5 Imbas Pembulian yang Dirasakan Korban dalam Bentang Panjang

  1. Tidak Percaya Diri
    Pembulian yaitu salah satu tindakan kekerasan yang banyak terjadi di kalangan masyarakat termasuk remaja. Tindakan bullying sendiri juga beraneka, mulai dari menghina, mengucilkan hingga memukul.
    Dengan adanya pengalaman buruk hal yang demikian akan memberikan pengaruh negatif pada psikis korban. Korban bisa menjadi betul-betul kurang percaya diri saat menjalani aktivitas sosial. Hilang hal yang demikian dikarenakan mereka mempunyai trauma dan ketakutan akan pendapat buruk orang lain pada dirinya.
  2. Imbas Kepercayaan pada Seseorang
    Imbas pembulian bentang panjang berikutnya yang dirasakan oleh korban yaitu sulit untuk mempercayai seseorang. Pengalaman bullying tentunya akan tertanam selamanya dalam benak korban. Orang yang pernah diintimidasi tentunya tak berharap menikmati lagi pengalaman hal yang demikian.

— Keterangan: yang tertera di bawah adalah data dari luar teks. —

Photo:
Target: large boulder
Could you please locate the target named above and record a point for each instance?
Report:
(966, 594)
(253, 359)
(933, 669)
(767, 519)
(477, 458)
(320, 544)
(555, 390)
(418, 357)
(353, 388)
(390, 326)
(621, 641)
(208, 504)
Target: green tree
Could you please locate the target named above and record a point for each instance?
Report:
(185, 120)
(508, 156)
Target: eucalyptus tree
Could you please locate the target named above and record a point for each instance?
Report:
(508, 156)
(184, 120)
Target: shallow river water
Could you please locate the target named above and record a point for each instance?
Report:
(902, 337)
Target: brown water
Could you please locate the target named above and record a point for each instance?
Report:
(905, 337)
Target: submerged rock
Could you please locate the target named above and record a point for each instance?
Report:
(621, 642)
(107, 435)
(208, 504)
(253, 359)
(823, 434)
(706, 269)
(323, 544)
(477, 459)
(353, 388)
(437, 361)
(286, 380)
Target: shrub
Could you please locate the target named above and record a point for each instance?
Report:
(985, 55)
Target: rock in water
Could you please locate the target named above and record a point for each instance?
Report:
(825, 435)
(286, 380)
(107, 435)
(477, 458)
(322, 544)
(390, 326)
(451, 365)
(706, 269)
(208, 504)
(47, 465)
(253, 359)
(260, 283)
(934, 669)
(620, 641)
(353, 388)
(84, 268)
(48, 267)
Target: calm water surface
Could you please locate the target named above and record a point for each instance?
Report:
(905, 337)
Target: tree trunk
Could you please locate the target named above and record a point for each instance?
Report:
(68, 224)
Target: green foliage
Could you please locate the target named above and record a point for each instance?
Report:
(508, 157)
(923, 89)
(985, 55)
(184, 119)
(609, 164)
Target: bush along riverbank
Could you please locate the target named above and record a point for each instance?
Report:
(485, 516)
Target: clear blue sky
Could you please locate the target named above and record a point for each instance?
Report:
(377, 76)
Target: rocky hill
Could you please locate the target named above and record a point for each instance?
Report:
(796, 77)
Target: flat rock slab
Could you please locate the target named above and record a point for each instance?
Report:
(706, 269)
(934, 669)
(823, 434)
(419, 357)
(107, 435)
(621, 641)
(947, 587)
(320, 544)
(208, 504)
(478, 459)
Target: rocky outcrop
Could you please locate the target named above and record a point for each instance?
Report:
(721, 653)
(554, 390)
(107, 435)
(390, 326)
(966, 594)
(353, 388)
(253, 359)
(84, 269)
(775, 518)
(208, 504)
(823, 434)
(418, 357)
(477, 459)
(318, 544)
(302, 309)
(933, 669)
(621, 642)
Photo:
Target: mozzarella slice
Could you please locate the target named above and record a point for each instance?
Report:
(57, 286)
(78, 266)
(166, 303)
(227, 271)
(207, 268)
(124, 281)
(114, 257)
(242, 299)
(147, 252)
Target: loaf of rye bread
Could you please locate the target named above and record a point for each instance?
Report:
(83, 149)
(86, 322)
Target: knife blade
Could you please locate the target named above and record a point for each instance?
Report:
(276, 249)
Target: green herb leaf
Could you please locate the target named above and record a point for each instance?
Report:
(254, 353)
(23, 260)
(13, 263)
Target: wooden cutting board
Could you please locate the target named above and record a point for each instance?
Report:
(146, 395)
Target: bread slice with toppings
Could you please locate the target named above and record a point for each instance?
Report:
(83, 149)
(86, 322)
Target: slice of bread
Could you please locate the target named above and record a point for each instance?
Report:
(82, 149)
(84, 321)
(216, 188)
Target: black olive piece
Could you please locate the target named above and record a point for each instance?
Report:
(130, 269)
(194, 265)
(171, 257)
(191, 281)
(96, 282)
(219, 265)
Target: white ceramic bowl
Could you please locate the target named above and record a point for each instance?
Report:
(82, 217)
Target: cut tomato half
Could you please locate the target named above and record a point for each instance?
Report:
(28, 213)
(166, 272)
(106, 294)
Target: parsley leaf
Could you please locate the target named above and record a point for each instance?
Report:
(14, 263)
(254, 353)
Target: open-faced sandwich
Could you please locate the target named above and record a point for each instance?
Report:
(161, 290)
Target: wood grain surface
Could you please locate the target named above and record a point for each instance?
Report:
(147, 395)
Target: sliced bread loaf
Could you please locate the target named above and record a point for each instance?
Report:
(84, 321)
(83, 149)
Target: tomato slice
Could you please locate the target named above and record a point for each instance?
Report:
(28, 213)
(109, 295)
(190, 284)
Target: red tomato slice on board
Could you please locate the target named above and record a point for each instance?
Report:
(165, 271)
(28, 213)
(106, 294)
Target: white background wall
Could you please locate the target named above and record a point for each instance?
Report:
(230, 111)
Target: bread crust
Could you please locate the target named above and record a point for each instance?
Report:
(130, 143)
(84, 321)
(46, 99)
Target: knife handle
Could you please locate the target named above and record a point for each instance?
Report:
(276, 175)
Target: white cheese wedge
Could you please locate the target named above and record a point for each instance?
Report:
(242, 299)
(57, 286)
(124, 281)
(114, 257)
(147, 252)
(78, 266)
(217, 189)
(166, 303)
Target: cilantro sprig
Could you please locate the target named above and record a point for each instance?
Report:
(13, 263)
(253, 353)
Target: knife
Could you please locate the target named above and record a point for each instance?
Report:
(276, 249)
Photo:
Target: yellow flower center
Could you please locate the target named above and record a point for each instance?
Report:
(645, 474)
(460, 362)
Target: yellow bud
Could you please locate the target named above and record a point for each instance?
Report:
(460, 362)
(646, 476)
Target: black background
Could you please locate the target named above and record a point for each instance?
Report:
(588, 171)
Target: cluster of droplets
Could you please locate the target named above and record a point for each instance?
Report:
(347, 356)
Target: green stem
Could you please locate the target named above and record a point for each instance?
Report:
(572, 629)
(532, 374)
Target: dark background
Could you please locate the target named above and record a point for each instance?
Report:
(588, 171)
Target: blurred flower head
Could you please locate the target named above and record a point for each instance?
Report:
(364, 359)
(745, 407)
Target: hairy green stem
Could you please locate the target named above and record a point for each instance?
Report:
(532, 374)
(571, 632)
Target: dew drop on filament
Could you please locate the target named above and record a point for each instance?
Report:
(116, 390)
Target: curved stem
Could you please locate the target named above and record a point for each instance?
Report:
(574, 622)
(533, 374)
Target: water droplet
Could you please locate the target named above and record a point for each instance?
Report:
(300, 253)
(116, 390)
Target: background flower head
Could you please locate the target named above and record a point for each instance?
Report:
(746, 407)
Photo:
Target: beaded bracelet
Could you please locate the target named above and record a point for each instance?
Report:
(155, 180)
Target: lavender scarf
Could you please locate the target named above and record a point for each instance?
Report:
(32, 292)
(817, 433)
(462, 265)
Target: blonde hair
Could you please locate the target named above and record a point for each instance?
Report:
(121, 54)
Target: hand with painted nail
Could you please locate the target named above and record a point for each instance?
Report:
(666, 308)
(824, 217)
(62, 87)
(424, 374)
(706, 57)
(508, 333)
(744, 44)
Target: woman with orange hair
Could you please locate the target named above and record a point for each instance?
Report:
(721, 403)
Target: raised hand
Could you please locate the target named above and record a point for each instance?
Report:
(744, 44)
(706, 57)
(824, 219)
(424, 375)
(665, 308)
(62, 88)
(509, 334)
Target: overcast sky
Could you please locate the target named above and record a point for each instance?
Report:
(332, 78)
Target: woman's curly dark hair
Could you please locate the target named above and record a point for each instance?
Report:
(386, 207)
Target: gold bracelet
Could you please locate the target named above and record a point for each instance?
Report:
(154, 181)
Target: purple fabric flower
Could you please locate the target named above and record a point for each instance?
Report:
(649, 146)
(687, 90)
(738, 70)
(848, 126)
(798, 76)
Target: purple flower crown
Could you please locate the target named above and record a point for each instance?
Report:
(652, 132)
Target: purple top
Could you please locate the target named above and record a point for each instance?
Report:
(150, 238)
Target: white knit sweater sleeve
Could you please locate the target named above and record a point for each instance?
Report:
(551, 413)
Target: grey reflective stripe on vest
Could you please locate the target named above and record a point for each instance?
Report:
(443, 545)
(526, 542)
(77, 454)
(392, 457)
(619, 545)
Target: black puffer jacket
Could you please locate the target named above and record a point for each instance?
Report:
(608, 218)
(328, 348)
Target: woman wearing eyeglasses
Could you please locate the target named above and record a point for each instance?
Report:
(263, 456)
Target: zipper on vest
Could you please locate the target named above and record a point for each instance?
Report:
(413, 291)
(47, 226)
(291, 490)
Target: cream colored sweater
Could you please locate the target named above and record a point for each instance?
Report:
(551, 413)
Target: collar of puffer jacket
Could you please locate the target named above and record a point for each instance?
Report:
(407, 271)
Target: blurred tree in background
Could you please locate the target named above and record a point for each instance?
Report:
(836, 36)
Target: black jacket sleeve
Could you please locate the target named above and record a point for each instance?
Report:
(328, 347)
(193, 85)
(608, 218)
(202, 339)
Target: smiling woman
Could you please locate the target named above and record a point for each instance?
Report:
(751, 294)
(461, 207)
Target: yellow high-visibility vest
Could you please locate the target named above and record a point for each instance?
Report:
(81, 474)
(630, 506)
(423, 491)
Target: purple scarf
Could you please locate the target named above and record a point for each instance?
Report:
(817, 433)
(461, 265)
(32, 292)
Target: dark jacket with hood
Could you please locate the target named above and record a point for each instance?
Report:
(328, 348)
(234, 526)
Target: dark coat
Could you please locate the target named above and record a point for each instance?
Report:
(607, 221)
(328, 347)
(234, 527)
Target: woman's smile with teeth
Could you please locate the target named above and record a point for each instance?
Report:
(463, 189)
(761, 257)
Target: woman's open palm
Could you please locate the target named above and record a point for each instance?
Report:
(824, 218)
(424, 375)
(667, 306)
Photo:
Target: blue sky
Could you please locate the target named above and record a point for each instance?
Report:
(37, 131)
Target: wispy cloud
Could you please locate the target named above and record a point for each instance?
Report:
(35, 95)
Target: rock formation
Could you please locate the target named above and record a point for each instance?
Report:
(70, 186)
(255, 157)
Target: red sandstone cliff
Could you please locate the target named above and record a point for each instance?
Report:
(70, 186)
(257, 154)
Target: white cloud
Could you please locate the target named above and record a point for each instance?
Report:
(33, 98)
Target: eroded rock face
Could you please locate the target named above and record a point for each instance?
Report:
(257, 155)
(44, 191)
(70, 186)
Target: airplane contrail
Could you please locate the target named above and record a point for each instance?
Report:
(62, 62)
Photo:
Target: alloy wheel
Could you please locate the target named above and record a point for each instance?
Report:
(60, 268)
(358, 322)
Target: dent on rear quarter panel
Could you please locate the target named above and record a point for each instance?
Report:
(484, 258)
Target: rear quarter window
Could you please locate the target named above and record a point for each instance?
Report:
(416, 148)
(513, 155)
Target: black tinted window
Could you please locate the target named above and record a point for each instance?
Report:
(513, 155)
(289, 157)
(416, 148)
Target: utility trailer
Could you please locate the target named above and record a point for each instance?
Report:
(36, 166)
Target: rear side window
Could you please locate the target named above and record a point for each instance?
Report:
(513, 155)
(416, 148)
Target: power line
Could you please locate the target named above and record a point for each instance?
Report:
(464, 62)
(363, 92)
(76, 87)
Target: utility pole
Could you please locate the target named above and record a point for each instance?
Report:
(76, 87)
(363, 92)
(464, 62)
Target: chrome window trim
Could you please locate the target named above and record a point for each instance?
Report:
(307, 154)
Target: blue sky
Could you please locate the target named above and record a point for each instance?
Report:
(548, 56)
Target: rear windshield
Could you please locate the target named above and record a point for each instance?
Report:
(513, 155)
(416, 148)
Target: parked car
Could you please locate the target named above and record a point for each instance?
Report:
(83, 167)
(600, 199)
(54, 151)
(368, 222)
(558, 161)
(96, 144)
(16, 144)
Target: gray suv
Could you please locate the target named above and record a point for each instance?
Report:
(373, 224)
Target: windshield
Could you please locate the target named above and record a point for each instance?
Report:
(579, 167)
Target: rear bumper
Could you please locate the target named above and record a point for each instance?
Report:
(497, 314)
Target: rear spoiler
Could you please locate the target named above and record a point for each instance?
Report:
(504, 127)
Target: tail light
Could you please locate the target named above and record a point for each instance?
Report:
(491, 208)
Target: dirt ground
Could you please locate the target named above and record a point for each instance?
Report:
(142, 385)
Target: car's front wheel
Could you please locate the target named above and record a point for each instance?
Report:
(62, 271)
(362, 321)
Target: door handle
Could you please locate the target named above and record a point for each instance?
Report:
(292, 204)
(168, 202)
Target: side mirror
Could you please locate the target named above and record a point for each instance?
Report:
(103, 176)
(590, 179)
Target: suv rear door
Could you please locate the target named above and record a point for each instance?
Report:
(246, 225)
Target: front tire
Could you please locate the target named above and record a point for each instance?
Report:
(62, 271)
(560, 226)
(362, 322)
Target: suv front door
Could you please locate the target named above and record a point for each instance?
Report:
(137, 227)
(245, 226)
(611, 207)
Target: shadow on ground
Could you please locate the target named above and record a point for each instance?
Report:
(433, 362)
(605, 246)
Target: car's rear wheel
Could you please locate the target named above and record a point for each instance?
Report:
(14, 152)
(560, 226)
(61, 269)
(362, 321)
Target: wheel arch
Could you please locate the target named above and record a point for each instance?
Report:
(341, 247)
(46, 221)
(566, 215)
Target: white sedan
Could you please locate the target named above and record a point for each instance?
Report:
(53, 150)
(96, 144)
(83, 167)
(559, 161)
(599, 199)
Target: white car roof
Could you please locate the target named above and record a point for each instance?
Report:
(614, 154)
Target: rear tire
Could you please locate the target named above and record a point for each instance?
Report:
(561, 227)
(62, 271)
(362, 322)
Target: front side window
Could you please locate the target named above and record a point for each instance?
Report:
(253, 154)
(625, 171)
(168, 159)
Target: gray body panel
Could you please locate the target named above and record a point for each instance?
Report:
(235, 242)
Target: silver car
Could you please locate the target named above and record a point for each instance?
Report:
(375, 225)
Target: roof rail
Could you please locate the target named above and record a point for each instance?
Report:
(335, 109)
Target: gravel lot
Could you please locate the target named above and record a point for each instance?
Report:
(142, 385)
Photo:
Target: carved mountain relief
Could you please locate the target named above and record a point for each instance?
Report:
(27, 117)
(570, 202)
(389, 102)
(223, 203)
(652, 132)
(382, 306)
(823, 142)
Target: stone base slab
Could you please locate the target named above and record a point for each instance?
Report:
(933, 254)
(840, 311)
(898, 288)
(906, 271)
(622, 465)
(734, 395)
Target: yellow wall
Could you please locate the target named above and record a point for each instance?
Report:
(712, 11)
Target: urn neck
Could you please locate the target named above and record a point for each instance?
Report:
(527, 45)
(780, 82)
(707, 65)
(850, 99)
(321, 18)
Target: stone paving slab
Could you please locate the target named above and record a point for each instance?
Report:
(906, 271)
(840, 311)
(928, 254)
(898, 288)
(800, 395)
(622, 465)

    Dengan seperti itu mereka akan membuat dinding yang tinggi sebagai perlindungan. Dinding tersebutlah yang membuat korban menutup diri dan takut untuk terbuka dengan orang lain. Dengan seperti itu saat korban berjumpa orang baru yang berharap mengajaknya berteman, ia akan takut dan tak mempercayainya.
  3. Saat
    Salah satu pengaruh dari pembulian yaitu trauma. Kebanyakan korban perundungan mengalami ketakutan, stres, rasa sedih yang mendalam dan khawatir. Korban juga akan merasa takut untuk menghadapi orang baru atau menjalani aktivitas sosial di hidupnya. Jika korban merasa trauma dan aktivitas sehari–hari terganggu, ada pantasnya untuk memberi anjuran berjumpa psikologi atau psikiater yang bisa menolong.
  4. Depresi
    Depresi yaitu salah satu pengaruh pembulian pada remaja yang kerap kali terjadi pengaruh dari efek trauma. Kecuali korban sudah tak bisa keluar dari bayang-bayang hal yang demikian, orang hal yang demikian akan mengalami depresi. Depresi sendiri yaitu keadaan yang ditandai dengan suasana hati yang buruk berkepanjangan.
    Dengan terjebak dalam depresi, korban akan cenderung untuk menarik diri dari aktivitas sosial. Setelah itu mereka juga akan kehilangan minat kepada aktivitas yang disukai sebelumnya.
  5. Menyakiti Diri Sendiri
    Saat depresi, pengaruh paling buruk yang akan dirasakan korban yaitu menyakiti diri sendiri. Jika mengalami depresi, tentunya pikiran negatif akan kerap kali menyelimuti. Apalagi kalau korban tak mempunyai support systems dalam hidupnya. Dengan seperti itu korban akan lebih gampang memilih menyalahkan dan menyakiti diri sendiri untuk menenangkan pikirannya.
    ia beraneka pengaruh pembulian yang mesti dikenal. Dengan efek hal yang demikian tentunya akan sulit untuk korban menjalani aktivitas sehari-hari. Kecuali terdapat korban yang mengalami hal hal yang demikian, ada pantasnya untuk mengajak konsultasi kepada ahlinya.